A high prevalence of VDI (80.9%) has been found in this population of men living with HIV in a sunny Mediterranean city, in coincidence with observations in other studies in HIV populations [2,3,1618]. Twenty-five per cent of the patients with VDI also had elevated PTH concentrations, indicative of severe VD deficiency – this being a situation not previously reported.

In coincidence with other authors, we observed an association between low VD concentrations and antiretroviral therapy, especially EFV [3,16,1922]. EFV induces 24-hydroxylase, an enzyme of the CYP-P450 complex which hydrolyzes 25(OH)D to the inactive metabolite of VD, 24,25(OH)2D, reducing the concentrations of the active metabolite of VD [23]. Other variables of HIV infection, such as the nadir or basal CD4+ counts, HIV viral load, previous AIDS, clinical stage, lipodystrophy or years with HIV infection, were not associated with VDI, as was noted in the EuroSIDA study [2].

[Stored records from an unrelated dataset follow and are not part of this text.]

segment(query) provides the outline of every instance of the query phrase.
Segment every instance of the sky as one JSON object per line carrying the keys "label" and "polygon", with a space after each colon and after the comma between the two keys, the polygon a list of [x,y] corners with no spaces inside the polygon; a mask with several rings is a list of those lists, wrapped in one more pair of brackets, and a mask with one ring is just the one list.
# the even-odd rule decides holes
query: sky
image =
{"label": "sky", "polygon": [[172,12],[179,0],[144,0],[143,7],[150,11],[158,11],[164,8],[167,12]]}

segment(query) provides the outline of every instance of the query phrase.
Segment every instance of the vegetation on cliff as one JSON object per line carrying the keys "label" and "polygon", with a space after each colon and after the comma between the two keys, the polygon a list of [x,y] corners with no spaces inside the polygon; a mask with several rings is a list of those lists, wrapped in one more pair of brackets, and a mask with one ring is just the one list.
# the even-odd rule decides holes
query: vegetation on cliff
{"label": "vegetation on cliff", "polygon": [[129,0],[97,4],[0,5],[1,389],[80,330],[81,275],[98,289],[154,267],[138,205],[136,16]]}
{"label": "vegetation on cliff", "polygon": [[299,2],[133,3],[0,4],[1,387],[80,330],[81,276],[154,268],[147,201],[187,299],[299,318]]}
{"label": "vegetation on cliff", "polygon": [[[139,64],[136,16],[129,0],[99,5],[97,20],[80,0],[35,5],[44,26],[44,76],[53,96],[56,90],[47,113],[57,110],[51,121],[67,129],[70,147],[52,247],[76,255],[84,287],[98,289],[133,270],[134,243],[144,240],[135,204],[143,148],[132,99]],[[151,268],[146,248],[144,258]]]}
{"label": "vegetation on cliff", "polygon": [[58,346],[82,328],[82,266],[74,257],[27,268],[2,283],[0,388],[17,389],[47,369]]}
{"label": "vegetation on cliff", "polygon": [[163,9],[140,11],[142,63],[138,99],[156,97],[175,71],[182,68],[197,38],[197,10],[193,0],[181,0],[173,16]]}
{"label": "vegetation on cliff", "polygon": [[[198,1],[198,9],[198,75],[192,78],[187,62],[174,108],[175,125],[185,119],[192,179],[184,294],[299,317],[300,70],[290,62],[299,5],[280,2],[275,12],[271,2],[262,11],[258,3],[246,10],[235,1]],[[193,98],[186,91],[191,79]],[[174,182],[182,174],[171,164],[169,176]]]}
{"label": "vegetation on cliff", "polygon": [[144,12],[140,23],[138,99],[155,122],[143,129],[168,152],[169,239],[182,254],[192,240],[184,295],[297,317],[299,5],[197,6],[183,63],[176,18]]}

A significant association between VDI and C-IMT was observed in the univariate analysis. But multivariate analysis was unable to confirm such an independent association between VDI and an increase in common C-IMT. Only older age, IFG and treatment with PI were independently associated with subclinical atherosclerosis. In contrast to our results, two cross-sectional studies have reported an independent association between VDI and C-IMT in people living with HIV in the multivariate regression analysis [12,13]. The clinical characteristics of the population, the study design, the methodology and the explanatory variables included in the regression analysis could explain differences among studies.

Observational and interventional studies yield inconsistent data on the association between VD and subclinical atherosclerosis markers such as C-IMT and cardiovascular disease in the general population [10,24]. Two randomized, double-blind, placebo-controlled trials have shown no improvement in endothelial function, arterial stiffness or inflammation markers after VD supplementation in the general population [25] and in people living with HIV [26]. In the EuroSIDA cohort study, involving 1985 patients with five years of follow-up, lower VD concentrations were not associated with increasing incidences of cardiovascular disease [2].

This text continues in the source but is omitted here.